真淵は夕食のカレーをすくいながら、和弥のおかわりの皿を笑顔で受け取る妻を、こっそりと見た。
自分も実咲も大柄な方だが、あの頃 実咲は痛々しいほどに痩せ細っていた。老いた老婆のような細い腕をしていて、化粧を施すことも無くなっていた。眠れない日も続き、睡眠薬にも頼ったほどだった。
家族が好転しだしたのは、無論 聖が落ち着きだしたことと、そして、和弥の誕生だった。

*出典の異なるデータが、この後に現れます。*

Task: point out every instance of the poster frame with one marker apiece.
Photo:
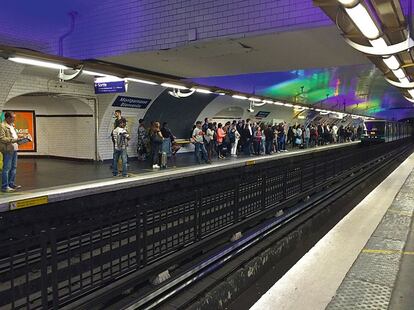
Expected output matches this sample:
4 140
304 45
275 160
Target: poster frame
34 131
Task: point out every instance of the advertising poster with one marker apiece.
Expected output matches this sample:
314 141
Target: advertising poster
25 123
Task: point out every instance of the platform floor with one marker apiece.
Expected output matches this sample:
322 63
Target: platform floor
35 174
365 262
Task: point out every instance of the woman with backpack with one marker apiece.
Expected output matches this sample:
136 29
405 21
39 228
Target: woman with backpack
220 138
234 137
156 145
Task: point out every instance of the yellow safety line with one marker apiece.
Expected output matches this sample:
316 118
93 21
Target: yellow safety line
403 213
371 251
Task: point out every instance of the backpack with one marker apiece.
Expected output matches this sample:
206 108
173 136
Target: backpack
232 136
215 135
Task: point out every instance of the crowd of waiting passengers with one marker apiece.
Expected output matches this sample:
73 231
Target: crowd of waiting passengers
157 143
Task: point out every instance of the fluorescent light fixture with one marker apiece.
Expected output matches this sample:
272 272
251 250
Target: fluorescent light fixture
203 91
399 73
38 63
141 81
239 97
363 21
379 43
348 3
392 62
405 80
108 78
93 73
171 85
298 108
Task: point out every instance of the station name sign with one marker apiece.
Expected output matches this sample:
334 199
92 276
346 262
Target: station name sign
131 102
108 86
262 114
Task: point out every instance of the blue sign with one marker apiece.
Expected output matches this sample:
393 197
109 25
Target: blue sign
110 87
131 102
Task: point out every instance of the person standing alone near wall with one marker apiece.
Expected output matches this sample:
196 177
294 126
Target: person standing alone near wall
9 145
121 138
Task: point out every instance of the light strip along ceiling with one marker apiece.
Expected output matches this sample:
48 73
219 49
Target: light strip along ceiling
379 29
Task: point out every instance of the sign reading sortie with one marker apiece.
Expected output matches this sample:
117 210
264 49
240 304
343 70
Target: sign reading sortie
110 87
131 102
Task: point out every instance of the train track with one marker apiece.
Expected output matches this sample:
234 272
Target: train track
281 225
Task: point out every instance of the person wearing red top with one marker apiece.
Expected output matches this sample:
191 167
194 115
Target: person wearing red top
220 137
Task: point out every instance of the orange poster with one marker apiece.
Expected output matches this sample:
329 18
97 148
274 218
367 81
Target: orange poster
25 123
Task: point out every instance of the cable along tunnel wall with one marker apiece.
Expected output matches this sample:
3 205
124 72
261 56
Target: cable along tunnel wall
54 254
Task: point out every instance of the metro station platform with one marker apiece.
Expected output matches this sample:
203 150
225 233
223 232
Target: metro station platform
59 179
365 262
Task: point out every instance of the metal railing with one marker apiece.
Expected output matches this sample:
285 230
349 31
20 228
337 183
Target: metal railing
53 255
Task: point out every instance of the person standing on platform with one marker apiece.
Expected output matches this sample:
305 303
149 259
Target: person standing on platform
209 141
198 140
156 145
142 141
234 137
118 116
121 138
9 146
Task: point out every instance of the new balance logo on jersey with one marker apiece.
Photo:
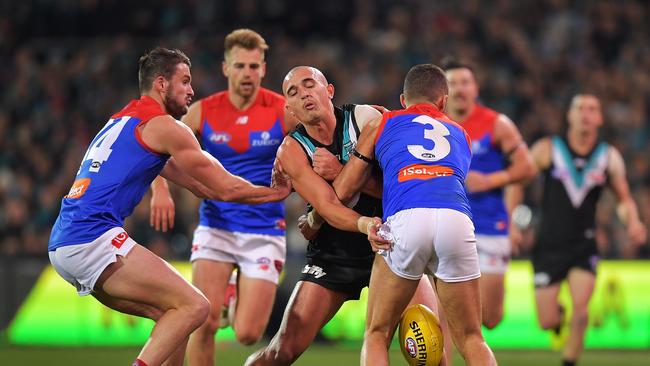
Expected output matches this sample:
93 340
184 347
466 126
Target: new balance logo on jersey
220 138
265 140
421 171
314 270
78 188
119 239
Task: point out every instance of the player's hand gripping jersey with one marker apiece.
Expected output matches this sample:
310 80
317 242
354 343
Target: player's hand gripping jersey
245 142
115 173
425 157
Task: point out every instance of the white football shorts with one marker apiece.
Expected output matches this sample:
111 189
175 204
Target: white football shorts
257 255
82 264
493 253
436 241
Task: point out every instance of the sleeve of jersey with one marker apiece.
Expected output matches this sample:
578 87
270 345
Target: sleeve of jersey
384 119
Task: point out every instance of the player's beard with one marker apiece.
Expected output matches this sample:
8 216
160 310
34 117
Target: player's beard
174 108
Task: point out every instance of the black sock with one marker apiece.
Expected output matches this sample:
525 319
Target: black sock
559 326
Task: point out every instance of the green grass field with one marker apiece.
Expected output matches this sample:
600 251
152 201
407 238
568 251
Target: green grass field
315 356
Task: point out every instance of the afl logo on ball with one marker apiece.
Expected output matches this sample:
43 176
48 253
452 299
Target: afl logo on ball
411 347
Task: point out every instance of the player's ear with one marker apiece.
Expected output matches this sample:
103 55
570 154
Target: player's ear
224 68
160 84
288 110
442 105
330 91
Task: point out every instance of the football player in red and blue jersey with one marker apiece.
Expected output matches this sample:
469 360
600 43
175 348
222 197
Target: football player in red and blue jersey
425 158
88 246
243 128
500 157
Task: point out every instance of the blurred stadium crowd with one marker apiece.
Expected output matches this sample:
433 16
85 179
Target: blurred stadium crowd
66 66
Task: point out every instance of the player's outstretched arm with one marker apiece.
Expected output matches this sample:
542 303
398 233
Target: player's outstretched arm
316 191
626 208
358 170
193 117
521 168
168 136
162 210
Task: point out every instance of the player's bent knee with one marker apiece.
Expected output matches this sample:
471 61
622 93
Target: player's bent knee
492 320
288 353
580 318
197 311
549 323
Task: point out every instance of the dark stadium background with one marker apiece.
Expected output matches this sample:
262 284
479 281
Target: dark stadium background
65 66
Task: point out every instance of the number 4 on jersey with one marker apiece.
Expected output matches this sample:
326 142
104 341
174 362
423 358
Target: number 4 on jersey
100 149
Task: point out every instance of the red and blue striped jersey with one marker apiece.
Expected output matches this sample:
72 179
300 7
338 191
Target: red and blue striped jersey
115 173
425 158
245 142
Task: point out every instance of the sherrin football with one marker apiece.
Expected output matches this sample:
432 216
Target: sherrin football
420 336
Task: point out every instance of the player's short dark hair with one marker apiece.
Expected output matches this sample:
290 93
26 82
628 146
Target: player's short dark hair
157 62
451 63
244 38
425 80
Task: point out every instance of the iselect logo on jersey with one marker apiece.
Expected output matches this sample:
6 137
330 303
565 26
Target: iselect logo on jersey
422 171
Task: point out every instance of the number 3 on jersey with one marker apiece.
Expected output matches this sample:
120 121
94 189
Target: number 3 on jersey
100 149
441 147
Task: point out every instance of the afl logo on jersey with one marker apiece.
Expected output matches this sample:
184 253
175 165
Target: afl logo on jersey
264 140
220 137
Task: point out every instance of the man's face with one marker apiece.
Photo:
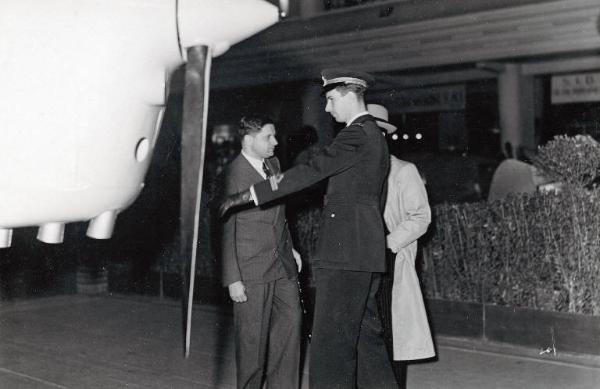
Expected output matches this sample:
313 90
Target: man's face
336 105
262 144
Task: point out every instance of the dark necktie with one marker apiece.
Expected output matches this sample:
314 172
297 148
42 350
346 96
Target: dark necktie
267 170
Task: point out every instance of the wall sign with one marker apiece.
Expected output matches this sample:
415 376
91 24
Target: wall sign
435 99
575 88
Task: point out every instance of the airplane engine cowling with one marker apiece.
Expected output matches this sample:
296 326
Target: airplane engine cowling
83 86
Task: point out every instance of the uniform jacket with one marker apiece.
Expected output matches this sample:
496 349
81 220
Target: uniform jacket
407 215
352 233
256 241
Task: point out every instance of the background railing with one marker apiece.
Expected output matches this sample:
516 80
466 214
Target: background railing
336 4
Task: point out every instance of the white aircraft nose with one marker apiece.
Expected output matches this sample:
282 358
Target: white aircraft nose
220 24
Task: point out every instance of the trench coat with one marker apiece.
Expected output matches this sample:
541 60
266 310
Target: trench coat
407 216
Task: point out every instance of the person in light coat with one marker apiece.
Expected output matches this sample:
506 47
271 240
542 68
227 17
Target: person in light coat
407 215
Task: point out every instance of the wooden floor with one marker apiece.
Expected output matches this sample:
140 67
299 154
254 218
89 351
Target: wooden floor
84 342
132 342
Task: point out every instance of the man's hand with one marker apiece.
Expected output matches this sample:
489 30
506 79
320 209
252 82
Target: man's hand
298 259
234 200
237 292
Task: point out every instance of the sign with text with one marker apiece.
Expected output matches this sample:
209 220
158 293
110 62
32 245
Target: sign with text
445 98
576 88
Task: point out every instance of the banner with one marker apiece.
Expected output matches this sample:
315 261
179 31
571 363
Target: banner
434 99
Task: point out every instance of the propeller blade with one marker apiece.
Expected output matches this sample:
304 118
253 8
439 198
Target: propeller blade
193 143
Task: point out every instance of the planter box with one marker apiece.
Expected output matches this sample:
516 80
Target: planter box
456 318
519 326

子供は2人ほしいと結婚当初から自分達は思っていた。だが実咲の子育てへの憔悴ぶりから、真淵は2人目は諦めているところもあった。だが意外にも、2人目を作ろうと言いだしたのは実咲の方だった。明確な理由があったのだ。
彼女の理由は高齢出産のリスクだった。
今作らないで、後になって万が一欲しがっていた2人目ができてしまったら、、、、。
実咲は
''せっかく授かった子供なら産むでしょうね。欲しかった2人目だもの。でも私は、その子にまた何か問題があれば、その時一生後悔するわ。障害の可能性が高まるのに、なんで35歳を過ぎて身籠ったんだろうって"
妻の言葉で、真淵自身も色々と調べてみた。
まさか、年齢でそんなに顕著に違いがあるとは思えない。周りだって結婚も遅くなって出産も遅くなっている。そして、調べた結果、やはりそういうリスクは 確かに高まるがほんのわずか という結論に至った。

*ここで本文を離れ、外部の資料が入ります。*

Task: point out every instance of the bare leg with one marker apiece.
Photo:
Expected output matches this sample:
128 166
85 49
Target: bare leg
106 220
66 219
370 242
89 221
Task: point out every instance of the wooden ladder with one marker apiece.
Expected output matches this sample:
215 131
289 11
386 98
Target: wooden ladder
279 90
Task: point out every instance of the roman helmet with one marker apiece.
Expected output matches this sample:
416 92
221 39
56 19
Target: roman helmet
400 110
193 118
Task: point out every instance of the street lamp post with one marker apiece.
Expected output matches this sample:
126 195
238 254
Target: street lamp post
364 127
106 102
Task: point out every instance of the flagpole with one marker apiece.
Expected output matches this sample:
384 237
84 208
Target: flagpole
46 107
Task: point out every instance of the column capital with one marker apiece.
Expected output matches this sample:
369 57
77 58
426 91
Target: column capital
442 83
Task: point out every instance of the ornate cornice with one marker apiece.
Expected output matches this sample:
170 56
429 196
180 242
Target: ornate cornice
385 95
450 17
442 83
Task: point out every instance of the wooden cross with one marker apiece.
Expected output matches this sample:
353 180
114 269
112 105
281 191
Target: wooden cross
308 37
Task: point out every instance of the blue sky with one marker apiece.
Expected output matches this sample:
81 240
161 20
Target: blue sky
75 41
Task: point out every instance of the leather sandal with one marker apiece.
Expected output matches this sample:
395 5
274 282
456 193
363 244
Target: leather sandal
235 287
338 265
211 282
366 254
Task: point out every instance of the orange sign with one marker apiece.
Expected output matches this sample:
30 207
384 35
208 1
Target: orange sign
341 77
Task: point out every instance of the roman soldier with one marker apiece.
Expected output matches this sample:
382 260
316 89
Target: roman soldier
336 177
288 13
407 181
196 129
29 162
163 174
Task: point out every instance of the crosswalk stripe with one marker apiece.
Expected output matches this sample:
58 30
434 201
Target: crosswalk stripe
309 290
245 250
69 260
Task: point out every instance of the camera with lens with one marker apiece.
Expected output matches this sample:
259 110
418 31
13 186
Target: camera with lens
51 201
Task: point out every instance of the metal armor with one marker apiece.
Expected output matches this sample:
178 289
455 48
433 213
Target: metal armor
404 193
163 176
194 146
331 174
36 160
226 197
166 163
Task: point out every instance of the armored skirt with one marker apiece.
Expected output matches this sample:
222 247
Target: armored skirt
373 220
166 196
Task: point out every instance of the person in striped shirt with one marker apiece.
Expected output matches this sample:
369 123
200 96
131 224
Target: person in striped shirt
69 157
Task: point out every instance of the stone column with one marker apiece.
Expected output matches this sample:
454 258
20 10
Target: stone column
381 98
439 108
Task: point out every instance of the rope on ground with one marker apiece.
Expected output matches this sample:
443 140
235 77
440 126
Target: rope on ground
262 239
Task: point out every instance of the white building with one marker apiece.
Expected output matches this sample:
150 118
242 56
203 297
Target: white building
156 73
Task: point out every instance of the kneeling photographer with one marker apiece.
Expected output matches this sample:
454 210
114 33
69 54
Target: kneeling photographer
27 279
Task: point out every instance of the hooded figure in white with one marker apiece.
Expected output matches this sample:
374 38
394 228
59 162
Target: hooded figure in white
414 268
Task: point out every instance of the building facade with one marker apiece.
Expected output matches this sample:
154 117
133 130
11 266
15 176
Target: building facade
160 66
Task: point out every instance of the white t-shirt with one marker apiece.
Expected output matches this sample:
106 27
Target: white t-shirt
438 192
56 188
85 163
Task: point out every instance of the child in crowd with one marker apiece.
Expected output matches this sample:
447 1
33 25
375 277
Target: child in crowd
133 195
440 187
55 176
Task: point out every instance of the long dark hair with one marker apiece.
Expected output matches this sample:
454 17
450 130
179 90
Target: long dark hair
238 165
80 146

つまり、自分にとっては気にすることではないものだった。
だが、妻にとっては違ったのだ。彼女は血を吐くようにあの時言った。
"何も知らないで産んでしまうなら自分を許せるのよ。でも知ってて避けないのは、私にはもう、自分を裏切っている なんてものじゃなくて、自分を殺しているようなものなの。"
そこで夫婦は決断をした。
だが、いざとなると自然な形での妊娠は難しいものだった。妻が高齢出産前の妊娠を確実にしたかったために、最終的に自分達は人工授精での植え付けをし、そうして和弥は授かった。
今、その息子は目の前にいて、
『お父さん明日は絶対絶対誕生日会前に帰ってきてね!僕6歳になるんだから!!』
と、口の端にカレーをつけながら言っている。
真淵は満面の笑みを浮かべ、息子に誓った。
『必ず帰ってくるよ。』
実咲もその様子を見て笑顔だ。
そして、聖も、その父と弟を見ていた。
暗い部屋の中、備えつけのスタンドライトの灯りだけがついていた。その明かりが、机に座る聖の上半身だけを浮かび上がらせている。

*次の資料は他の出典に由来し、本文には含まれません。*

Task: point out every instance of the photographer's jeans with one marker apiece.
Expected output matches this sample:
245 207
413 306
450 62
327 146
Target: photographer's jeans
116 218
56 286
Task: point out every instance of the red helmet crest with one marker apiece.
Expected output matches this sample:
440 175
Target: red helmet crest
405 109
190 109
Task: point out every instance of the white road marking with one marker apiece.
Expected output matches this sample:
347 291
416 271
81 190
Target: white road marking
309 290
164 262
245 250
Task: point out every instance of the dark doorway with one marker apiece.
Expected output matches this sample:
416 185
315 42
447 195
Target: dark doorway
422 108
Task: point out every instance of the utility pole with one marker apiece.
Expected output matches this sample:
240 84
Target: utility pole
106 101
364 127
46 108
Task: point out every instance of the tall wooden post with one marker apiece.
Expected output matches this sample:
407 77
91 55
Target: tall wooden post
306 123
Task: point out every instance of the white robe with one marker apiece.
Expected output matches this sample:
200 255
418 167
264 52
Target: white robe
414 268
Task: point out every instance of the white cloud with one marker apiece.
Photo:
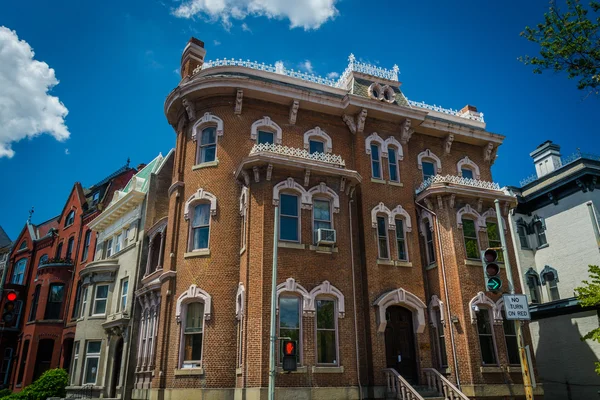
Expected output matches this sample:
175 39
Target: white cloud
308 14
26 108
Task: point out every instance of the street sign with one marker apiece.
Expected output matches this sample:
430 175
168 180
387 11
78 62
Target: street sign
516 307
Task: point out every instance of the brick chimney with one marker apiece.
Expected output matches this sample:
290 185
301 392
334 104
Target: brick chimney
192 57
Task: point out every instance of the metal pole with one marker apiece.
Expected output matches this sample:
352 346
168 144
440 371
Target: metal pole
522 356
273 336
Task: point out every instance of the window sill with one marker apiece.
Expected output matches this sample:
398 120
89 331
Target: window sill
291 245
189 371
328 370
206 165
197 253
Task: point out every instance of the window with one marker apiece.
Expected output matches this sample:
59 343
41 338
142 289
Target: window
289 218
321 216
486 338
201 226
316 146
522 231
55 299
470 236
19 272
124 288
100 300
34 303
428 169
75 362
429 243
193 335
401 240
326 332
265 137
512 345
375 162
393 164
382 243
70 218
207 148
92 360
289 321
70 248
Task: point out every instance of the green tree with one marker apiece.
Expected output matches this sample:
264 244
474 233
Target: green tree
589 296
569 42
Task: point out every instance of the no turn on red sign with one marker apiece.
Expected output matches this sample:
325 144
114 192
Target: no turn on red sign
516 308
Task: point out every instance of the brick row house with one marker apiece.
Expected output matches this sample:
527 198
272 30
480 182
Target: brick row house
377 208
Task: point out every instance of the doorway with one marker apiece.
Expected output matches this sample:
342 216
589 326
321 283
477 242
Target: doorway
400 349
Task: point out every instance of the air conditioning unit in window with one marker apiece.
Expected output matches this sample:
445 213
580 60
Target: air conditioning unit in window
325 236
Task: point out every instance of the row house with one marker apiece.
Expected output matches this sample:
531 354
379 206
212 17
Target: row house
375 209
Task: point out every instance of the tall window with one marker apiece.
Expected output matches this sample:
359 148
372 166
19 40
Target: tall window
470 236
401 241
289 321
55 299
207 148
326 332
34 303
289 218
512 345
321 216
382 243
201 226
193 335
375 162
265 137
100 300
92 361
393 164
19 272
486 338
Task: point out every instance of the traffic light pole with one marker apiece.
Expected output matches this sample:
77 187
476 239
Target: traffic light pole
523 357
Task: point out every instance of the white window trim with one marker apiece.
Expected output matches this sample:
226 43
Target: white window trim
320 136
266 122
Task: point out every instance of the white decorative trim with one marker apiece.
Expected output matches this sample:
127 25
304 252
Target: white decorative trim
210 120
266 122
405 299
472 166
320 134
327 289
290 286
322 188
199 196
194 293
429 154
433 304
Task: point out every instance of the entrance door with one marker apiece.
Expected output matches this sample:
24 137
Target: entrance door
400 351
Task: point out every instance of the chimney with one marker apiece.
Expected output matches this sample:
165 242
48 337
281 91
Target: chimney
192 57
546 158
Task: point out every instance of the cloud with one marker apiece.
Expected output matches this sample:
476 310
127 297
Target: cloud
307 14
26 108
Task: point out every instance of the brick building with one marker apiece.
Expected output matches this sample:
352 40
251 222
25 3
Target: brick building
381 206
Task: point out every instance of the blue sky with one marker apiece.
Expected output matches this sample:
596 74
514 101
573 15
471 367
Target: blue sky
116 63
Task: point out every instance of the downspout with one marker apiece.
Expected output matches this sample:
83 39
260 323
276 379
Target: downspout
354 296
437 227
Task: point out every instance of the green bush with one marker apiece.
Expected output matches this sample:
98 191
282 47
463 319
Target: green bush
52 383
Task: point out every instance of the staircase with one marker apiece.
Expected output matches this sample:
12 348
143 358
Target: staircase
437 387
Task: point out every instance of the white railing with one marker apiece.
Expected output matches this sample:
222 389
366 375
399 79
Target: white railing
439 383
399 387
298 153
458 180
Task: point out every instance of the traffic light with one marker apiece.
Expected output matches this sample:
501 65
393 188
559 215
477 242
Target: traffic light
491 270
289 355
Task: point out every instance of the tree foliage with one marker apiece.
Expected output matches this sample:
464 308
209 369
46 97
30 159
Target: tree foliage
589 296
569 42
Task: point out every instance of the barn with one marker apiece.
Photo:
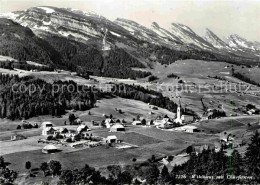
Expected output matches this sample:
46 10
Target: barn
117 128
49 149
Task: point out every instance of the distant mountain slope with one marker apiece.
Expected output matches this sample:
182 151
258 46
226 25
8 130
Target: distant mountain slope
20 43
89 28
215 40
240 43
188 36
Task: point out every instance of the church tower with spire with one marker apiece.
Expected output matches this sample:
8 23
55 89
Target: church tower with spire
178 119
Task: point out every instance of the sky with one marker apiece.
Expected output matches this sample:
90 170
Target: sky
223 17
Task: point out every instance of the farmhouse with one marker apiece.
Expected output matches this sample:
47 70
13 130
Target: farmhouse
111 139
187 118
117 128
226 138
82 128
47 124
187 128
17 137
137 122
109 122
48 131
49 149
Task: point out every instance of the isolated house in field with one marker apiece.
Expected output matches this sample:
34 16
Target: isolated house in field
226 138
49 149
48 131
117 128
17 137
111 139
77 121
137 122
187 128
82 128
47 124
109 122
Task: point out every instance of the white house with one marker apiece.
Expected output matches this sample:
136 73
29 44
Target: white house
82 127
47 124
137 122
48 131
187 128
117 128
111 139
187 118
49 149
109 122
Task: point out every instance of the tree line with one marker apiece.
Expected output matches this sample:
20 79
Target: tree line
20 100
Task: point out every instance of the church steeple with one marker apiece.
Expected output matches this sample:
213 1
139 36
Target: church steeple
178 119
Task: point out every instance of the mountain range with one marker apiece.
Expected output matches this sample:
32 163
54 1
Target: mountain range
65 35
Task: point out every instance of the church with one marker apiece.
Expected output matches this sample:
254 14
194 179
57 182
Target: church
182 118
178 119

灰畑駐在所の中は、住居スペースが3つに別れていて、そのうちの一部屋を聖は一人で使っていた。2年前にこの町に父親が赴任になった時、もう高校生だからと与えてもらったのだ。
灯りの下で、聖は自分で作ったノートの確認をした。
(明日の朝は飼育当番だから、糞掃除、餌やり、水換え、ブラッシング、、、、)
話しをきいただけでは聖はなかなか覚えられない時もある。逆にあるシーンを、やたら鮮明に記憶して写真のように記憶することもある。しかし自分で選ぶことはできないので、こうしてノートにメモをして、今まで学んだ全ての栽培や飼育を彼はその都度確認しなければならない。
(僕の頭の中は、きっと ひどく バランスが悪い。)
それでも、聖はその作業も含めて動物や植物が好きだった。彼らは人間と違って話しを求めない。でも繰り返し接して手を掛けていれば、必ず通じてくるものがある。
それから、この農業高校の人間達も聖にとってはまだ楽なタイプの相手だった。前は私立の普通高校に通っていたが、彼らの話すこと成すことがまるで聖には理解出来なくて、結局不登校になりつつあった。
父と母が思い切って転校を勧めてくれて、2年から聖は駐在所から一番近い農業高校に転入したのだ。
ここでは作業していれば一緒にやっていると見なされるし、会話は作業行程について語れば良かった。話すべきことが決まっているのは、聖のような人間には、とても助かる。そして、動物や植物の育て方を聖が心から知りたいと思っているからこそ、相手の話しを聞くこともできていた。
(僕は、良い人間に、なってきているのかな。)
彼は考えていた。
(僕はうまく話せないし、行動も駄目な時がある。もっと子供の頃は、駄目ばっかりで、自分がやりたいと思ってやったことは大抵悪いことだったみたいだ。)
ノートから目を外してうつむく。
(僕は、みんなとは違う。誰も何も言わないけれど、僕は何かが悪いようだ。決めた行動が悪いなら、僕は心が悪いんだろうか。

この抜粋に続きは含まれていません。